The pharmaceutical industry in India is growing at 8.6% annually. Globally, herbals product market is valued at about $64 billion. The largest market for herbal products is the European Union. On the other hand, India’s pharmaceutical exports have increased at a CAGR of 22.9% during the period FY1994-2006.

This growth is sustainable looking at the competitiveness in labour cost and vast talent pool available in India. In addition to this, majority of drugs are going off patent and that gives India a good opportunity to take exploit the advantage. And considering such favourable situations emerging, companies like Plethico Pharmaceutical stand a good chance to carve a niche for themselves.

Business

Plethico Pharmaceutical is an Indore-based medium-sized company, which mainly caters to the export market. Its products are mainly herbal, nutraceuticals based. Herbal products are made from natural herbs. It has no side effects in comparison to the allopathic segment. This inherent benefit will be the biggest growth driver of the herbal segment.

Last year, the company raised funds through IPO for acquisition, expansion and setting up R&D facility which is in the final stages of implementation. It is scouting for acquiring an herbal-based company in Germany.

As European Union is the largest market for herbal products the acquisition will enable the company to increase its presence and acquire share at a faster rate. Plethico is planning to acquire minority stake in retail pharmacy chain based in Common Wealth Independent States (CIS). This would enable it to reduce the dependence on credit-based to cash-based segment (retail pharmacy).

Growth driversM

Plethico’s majority of the sales come from cough and cold segment, which are over the counter (OTC) products. It has internationally successful brand ‘travisil’ in its portfolio, used for cough problems. It also has products in food supplements and a niche product for sports nutrition. Its allopathic segment contributes a small chunk. The company’s exports contribute the maximum at 67% of the total revenues. The exports are mainly in semi-regulated or less regulated markets of CIS, Africa, South East Asian countries, Gulf co-operations council (GCC), Latin American Countries (LAC).

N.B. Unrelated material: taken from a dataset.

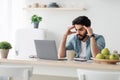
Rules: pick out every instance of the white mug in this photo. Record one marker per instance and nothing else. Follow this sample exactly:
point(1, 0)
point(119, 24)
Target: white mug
point(70, 54)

Currently, Plethico’s major presence in terms of revenues is in CIS countries followed by Africa. As far as the Indian market is concerned, 81% of the domestic revenue is generated through contract and toll manufacturing.

However, it wants to defocus the domestic market and increase its presence in South East Asian countries, Gulf co-operations council (GCC) and Latin American Countries (LAC). In the last financial year ended September, its actual sales in these countries exceeded the targeted ones.

These markets contributed 28% of the total exports sales in FY2005-06. The company has taken a plot of land for organic farming. This will help to cultivate critical herbs for captive consumption and will bring uniformity in the herbal-based products.

Financials

The company’s business is seasonal in nature as cough and cold products are sold in the winter season. Due to this the results show quarter-on-quarter growth. The June 2007 quarter sales and profits were Rs 122.50 crore and Rs 32.66 crore respectively. It has shown a growth of 51.16% and 40.65% in sales and profits respectively over the corresponding 2006 quarter. Its nine-month sales, operating profit and net profit were Rs 311.76 crore, Rs 90.31 crore and Rs 78.12 crore respectively.

It also has very strong and healthy operating and net profit margins at 29% and 25% respectively. One of the reasons for high profit margin is less tax burden. The company’s net tax rate comes at 2.36% in the last nine months results. This results in huge savings and the company can plough it back into research and development activities.

From the valuation point the twelve-month annualised fully diluted earning per share is Rs 30.57. Considering the current market price the P/E is at 12.70(x). In FY2005-06 the company had acquired six companies in CIS countries. Now it will partly hive off certain percentage of the equity stake in all the six companies at 40% premium.